Access the configuration parameters through a monad?

Quote from here: http://www.haskell.org/haskellwiki/Global_variables
If you have a global environment,
which various functions read from (and
you might, for example, initialise
from a configuration file) then you
should thread that as a parameter to
your functions (after having, very
likely, set it up in your 'main'
action). If the explicit parameter
passing annoys you, then you can
'hide' it with a Monad.
Now I'm writing something that needs access to configuration parameters and I wonder if someone could point me to a tutorial or any other resource that describes how monads can be used for this purpose. Sorry if this question is stupid, I'm just starting to grok monads. Reading Mike Vainer's tutorial on them now.
The basic idea is that you write code like this:
main = do
parameters <- readConfigurationParametersSomehow
forever $ do
myData <- readUserInput
putStrLn $ bigComplicatedFunction myData parameters
bigComplicatedFunction d params = someFunction params x y z
where x = function1 params d
y = function2 params x d
z = function3 params y
You read the parameters in the "main" function with an IO action, and then pass those parameters to your worker function(s) as an extra argument.

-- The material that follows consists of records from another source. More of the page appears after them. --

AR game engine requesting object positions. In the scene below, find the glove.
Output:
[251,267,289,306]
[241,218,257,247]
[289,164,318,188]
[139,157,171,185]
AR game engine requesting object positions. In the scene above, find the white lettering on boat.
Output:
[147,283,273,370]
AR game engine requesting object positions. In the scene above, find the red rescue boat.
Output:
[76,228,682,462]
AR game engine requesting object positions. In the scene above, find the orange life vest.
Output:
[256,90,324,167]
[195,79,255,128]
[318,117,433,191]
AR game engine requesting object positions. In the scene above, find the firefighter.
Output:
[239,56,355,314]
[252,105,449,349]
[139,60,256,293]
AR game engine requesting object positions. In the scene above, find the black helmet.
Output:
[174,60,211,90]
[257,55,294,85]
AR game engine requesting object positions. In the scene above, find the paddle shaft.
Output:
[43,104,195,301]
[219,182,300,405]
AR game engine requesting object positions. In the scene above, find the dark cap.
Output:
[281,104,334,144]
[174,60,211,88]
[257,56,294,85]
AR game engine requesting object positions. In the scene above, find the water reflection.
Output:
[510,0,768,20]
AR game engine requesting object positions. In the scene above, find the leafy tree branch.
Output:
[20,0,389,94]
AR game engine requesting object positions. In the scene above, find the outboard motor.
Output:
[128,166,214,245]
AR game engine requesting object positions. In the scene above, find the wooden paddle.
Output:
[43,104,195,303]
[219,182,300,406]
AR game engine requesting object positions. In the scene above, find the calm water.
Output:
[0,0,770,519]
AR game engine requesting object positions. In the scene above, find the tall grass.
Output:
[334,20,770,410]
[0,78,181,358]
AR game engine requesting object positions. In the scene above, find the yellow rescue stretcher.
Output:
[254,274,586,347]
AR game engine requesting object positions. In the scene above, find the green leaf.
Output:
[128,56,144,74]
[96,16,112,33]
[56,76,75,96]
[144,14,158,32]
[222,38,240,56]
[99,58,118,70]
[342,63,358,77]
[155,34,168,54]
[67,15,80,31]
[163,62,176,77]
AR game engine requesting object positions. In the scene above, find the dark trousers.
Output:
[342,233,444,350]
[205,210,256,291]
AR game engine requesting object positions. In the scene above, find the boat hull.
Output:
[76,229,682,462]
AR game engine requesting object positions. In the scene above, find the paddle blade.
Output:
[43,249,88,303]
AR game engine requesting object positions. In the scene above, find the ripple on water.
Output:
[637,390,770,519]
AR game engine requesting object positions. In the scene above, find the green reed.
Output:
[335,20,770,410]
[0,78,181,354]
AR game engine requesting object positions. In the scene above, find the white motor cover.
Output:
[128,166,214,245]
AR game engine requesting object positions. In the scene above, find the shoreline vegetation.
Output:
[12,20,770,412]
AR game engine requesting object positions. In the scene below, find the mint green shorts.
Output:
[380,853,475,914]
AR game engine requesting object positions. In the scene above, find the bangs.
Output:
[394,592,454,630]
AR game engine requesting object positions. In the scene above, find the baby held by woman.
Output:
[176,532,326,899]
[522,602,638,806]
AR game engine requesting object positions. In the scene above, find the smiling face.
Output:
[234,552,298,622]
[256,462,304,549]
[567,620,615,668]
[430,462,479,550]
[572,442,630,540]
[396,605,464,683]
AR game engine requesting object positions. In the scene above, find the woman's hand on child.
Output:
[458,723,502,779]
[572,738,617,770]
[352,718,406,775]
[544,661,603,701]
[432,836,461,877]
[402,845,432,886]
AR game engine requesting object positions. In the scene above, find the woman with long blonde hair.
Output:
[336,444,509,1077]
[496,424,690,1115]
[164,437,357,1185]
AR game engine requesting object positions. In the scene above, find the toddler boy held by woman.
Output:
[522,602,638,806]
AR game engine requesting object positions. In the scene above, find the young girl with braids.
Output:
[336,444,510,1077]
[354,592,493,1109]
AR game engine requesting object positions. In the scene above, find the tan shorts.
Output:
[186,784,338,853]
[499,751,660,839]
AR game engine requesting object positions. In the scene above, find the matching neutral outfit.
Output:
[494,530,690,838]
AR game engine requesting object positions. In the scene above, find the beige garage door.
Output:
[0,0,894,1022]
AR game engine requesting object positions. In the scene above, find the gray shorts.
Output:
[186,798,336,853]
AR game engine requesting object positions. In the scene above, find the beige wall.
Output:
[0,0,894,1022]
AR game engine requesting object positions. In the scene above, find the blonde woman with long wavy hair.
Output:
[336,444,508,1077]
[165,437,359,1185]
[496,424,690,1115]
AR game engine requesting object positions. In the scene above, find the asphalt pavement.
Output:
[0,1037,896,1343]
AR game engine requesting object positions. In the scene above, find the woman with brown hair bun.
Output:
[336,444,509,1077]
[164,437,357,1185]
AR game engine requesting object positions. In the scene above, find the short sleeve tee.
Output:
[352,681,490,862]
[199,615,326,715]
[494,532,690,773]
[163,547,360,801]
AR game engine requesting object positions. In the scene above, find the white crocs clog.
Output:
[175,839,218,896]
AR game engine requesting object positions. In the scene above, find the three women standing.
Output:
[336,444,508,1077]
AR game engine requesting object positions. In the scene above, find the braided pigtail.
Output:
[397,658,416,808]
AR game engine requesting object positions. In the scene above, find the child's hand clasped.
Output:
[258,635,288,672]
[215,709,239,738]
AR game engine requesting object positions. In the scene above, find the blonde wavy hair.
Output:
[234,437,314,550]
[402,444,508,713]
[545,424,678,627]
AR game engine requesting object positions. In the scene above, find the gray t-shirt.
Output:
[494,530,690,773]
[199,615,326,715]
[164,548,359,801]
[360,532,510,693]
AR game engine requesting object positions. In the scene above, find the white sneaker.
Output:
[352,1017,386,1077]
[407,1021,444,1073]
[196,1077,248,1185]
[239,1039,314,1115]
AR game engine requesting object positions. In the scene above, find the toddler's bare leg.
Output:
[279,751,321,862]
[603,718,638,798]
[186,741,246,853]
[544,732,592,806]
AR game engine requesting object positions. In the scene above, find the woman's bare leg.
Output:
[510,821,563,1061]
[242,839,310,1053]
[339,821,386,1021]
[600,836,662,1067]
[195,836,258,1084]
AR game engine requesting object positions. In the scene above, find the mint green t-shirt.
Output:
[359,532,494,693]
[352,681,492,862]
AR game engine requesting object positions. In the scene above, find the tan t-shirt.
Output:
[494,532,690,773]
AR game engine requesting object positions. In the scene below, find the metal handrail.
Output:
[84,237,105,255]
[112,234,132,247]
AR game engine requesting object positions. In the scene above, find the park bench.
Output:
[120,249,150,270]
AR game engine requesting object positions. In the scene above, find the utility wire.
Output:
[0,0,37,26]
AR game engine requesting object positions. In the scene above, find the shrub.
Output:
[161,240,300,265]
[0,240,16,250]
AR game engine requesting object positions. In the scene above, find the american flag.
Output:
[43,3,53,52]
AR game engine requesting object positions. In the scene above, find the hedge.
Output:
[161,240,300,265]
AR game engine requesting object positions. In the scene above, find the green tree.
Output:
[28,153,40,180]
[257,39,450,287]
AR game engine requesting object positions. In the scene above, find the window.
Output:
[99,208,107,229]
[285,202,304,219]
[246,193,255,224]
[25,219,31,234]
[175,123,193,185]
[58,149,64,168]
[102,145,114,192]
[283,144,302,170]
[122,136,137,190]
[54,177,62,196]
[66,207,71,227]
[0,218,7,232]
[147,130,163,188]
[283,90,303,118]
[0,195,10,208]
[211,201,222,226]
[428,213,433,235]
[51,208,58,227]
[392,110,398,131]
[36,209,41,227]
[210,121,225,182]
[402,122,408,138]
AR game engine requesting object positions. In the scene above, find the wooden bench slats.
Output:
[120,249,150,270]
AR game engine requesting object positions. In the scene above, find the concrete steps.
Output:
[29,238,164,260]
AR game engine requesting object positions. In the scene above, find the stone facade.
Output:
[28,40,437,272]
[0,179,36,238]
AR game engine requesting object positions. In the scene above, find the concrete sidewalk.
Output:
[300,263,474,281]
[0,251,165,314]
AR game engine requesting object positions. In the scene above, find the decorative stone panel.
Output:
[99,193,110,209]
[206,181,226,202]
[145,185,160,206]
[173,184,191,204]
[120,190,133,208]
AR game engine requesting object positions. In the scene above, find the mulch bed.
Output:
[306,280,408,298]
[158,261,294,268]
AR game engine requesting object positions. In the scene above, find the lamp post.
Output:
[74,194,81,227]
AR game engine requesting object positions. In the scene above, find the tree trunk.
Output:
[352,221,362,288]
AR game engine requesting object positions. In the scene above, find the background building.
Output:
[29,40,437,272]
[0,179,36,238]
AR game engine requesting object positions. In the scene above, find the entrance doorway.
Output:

The trouble with this style is that the parameter block has to be passed down to every little function that needs to access it. This is a nuisance. You find that some function ten levels down in the call tree now needs some run-time parameter, and you have to add that run-time parameter as an argument to all the functions in between. This is known as tramp data.
The monad "solution" is to embed the run-time parameter in the Reader Monad, and make all your functions into monadic actions. This gets rid of the explicit tramp data parameter, but replaces it with a monadic type, and under the hood this monad is actually doing the data tramping for you.
The imperative world solves this problem with a global variable. In Haskell you can sort-of do the same thing like this:
parameters = unsafePerformIO readConfigurationParametersSomehow
The first time you use "parameters" the "readConfigurationParametersSomehow" gets executed, and from then on it behaves like a constant value, at least as long as your program is running. This is one of the few righteous uses for unsafePerformIO.
However if you find yourself needing such a solution then you really need to have a think about your design. Odds are you are not thinking hard enough about generalising your functions lower down; if some previously pure function suddenly needs a run-time parameter then look at the reason and see if you can exploit higher order functions in some way. For instance:
Pass down a function built using the parameter rather than the parameter itself.
Have the worker function at the bottom return a function as a result, which gets
passed up to be composed with a parameter-based function at the higher level.
Refactor your call stack so that fundamental operations are done by lower level
primitives at the bottom which are composed in a parameter-dependent way at the top.